13. Documentation readiness

#ItemStatus checkEvidence
DC1All 17 service docs committed and currentservices/file-storage-service/*.mdthis directory
DC2Top-level summary in docs/03-microservices/file-storage-service.mdexists, ≥ 150 linesfile
DC3Runbooks linked from FAILURE_MODES existrunbooks reporeview
DC4API consumer onboarding guide existsdocs/05-api-design.md includes exampledoc
DC5ADRs reference file-storage where applicabledocs/architecture/search

14. Sign-offs

RoleNameDateSign-off
Service tech lead
Database reviewer
Security reviewer
SRE / on-call lead
Product owner
Compliance / DPO
Platform architecture

A promotion (Pilot → GA) requires all rows ticked. Defects discovered post-sign-off must either be fixed or accepted in SERVICE_RISK_REGISTER with a remediation deadline.

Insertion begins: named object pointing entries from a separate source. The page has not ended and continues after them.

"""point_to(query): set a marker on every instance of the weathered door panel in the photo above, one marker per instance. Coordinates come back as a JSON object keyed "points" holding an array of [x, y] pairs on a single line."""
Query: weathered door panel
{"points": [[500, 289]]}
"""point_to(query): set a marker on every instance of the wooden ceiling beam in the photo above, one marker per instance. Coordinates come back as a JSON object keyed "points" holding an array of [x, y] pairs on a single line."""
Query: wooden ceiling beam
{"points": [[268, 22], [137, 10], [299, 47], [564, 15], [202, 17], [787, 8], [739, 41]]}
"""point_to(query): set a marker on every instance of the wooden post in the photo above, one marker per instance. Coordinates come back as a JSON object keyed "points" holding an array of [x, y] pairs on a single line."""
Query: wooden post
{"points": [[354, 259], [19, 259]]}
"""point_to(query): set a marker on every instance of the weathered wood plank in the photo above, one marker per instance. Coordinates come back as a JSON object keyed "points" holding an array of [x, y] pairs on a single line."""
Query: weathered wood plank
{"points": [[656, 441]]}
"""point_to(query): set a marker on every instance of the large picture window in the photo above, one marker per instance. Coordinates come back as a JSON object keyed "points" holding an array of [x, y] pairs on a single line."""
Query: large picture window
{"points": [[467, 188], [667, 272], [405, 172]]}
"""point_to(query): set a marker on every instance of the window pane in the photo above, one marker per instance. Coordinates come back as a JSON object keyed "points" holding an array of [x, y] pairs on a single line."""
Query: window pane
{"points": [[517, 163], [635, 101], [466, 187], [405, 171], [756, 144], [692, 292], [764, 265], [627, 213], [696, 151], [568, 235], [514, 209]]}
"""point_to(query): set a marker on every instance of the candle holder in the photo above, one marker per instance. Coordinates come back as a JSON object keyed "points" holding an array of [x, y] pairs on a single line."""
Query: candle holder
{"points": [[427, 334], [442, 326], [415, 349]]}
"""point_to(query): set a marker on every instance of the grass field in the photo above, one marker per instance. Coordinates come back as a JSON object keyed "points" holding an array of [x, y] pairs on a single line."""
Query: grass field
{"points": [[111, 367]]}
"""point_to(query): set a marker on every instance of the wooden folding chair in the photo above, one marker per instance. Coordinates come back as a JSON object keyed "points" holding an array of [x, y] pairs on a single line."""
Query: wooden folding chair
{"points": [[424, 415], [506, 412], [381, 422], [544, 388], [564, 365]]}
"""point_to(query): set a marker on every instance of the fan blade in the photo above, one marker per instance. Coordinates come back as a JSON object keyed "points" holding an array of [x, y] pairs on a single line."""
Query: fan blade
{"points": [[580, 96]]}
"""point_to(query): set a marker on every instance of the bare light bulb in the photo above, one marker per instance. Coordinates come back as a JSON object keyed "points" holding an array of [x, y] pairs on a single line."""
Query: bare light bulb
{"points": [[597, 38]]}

15. GA exit criteria (from Pilot)

In addition to the above:

  • Pilot tenant has been live ≥ 4 weeks with no P1 incident attributable to file-storage.
  • SLO error budget for the Pilot period is ≥ 50% unburned.
  • All Pilot postmortem actions are closed or accepted with mitigation.
  • 2 unannounced game-days passed (region failover, ClamAV outage).
  • Cost per file (GCS + compute + AI) within ±20% of forecast.

16. Recovery posture (always-on after L2)

PropertyTarget
RTO (regional)30 min
RPO≤ 5 min
Backups verifiedweekly restore drill into staging
Last DR drill(filled at sign-off)
Last cross-tenant audit(filled at sign-off)

17. Continuous readiness

After GA, this document is revalidated quarterly by the service tech lead. Any "no" answer downgrades the readiness level until remediated, and an automatic Linear issue is opened tagged service:file-storage,readiness.